Recent winners of the Eurovision Song Contest, Conchita Wurst and Loreen, have also dabbled in politics from time to time. When Conchita won the 2014 competition she dedicated her victory "to everyone who believes in a future of peace and freedom". Shortly after the Eurovision Song Contest Conchita performed at an anti-discrimination event at the European Parliament in Brussels and went on to meet UN Secretary-General Ban Ki-Moon. Loreen, who won for Sweden in 2012, is a vocal supporter and advocate of human rights and continues to be a political activist today.
Ukraine's 2004 winner, Ruslana, became a prominent figure during the Orange Revolution and between 2006 and 2007 she was a member of parliament for the Our Ukraine party. She hit the spotlight once again in 2013 when she became one of the leading figures in the pro-EU demonstrations which took place in Ukraine, which came to be known internationally as Euromaidan. The protests escalated into a full-scale revolution which saw the incumbent president, Viktor Yanukovych, removed from power following widespread civil unrest.

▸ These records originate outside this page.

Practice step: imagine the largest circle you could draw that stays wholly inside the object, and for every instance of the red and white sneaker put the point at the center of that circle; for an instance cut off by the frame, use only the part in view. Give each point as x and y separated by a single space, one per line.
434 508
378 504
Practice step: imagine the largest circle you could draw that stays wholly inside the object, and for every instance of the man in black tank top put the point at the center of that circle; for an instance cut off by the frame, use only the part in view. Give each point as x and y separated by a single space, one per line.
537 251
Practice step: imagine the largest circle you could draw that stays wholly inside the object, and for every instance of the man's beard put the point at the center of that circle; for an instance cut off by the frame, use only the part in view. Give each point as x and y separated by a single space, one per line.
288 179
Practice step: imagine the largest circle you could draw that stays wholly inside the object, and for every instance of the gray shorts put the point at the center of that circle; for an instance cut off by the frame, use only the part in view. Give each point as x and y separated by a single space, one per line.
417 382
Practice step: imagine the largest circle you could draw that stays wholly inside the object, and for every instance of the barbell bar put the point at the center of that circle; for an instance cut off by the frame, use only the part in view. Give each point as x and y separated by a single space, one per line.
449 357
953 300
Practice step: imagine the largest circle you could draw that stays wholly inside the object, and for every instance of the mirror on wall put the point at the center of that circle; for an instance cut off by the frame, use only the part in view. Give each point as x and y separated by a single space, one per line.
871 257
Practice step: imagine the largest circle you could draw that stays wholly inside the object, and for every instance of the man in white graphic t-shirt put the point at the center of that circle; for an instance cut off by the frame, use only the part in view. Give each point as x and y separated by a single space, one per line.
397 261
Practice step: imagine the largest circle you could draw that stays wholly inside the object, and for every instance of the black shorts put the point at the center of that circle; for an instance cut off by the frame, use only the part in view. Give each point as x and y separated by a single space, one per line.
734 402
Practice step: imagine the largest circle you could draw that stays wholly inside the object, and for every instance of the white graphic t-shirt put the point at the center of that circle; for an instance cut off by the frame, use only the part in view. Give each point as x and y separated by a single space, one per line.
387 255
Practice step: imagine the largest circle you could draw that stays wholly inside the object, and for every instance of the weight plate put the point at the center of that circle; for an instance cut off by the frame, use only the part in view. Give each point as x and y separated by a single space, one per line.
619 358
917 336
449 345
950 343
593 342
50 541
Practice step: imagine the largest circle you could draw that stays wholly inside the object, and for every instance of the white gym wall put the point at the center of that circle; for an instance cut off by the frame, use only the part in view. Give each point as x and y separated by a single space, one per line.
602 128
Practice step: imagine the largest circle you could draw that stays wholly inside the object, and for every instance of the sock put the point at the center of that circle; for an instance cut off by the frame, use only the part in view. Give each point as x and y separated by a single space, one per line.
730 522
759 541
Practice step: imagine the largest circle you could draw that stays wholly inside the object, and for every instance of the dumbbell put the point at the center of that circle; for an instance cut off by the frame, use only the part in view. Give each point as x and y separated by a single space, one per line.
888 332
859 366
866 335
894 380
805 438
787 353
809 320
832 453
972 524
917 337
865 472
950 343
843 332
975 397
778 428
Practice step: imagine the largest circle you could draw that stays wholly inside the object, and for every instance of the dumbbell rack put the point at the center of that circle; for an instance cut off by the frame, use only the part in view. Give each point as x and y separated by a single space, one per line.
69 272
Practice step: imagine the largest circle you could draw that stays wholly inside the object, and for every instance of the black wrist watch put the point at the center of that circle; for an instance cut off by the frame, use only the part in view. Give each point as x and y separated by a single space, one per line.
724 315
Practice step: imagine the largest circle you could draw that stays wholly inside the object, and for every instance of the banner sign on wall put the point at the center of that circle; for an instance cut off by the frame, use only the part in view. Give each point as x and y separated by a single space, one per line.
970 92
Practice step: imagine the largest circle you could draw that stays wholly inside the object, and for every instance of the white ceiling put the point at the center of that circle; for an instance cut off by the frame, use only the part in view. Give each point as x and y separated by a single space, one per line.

Dana: From domestic to international
Ireland's very first winner of the Eurovision Song Contest, Dana, entered politics in 1997 when she ran as a candidate in the Irish presidential election. Whilst she was not successful, she was later elected as a Member of the European Parliament. She ran for president again in 2011, standing as an independent candidate but finished sixth to Michael D Higgins. Following Ireland's record seventh win in 1996, RTE publicly stated that hosting the Eurovision Song Contest for the fourth time in five years was a challenge. Michael D Higgins, who was a Ireland's Minister of Culture at the time, was vocal in his support of the Eurovision Song Contest as a vehicle for cultural dialogue. He argued that hosting the 1997 contest was also an issue of national pride.
Dana International won the Eurovision Song Contest for Israel in 1998 and became a symbol of diversity and tolerance and has appeared at political rallies in Israel. Yizar Cohen, who won the competition in 1978 said that he was proud of Dana International's participation. "I am very proud that this kind of artist represented Israel, it was like a symbol of freedom". Her victory drew inevitable comparisons with the 1970 winner. Ireland's Dana joked in a television interview that she was outraged when she saw Dana International; "I was furious... her legs were so much better than mine".
All eyes on the US tonight
The voting is the most tense part of the Eurovision Song Contest and that is obviously true of any election as well. Waiting for the results to come in will be nerve-racking for both Clinton and Trump. Given the importance of the US in global politics, it'll also be an election which will be watched by the world.
Like the Eurovision Song Contest, television coverage of the voting has grown increasingly sophisticated over the years. It looks like it will be a tight race to the finish, and just like the Eurovision Song Contest, when it comes to voting, anything can happen!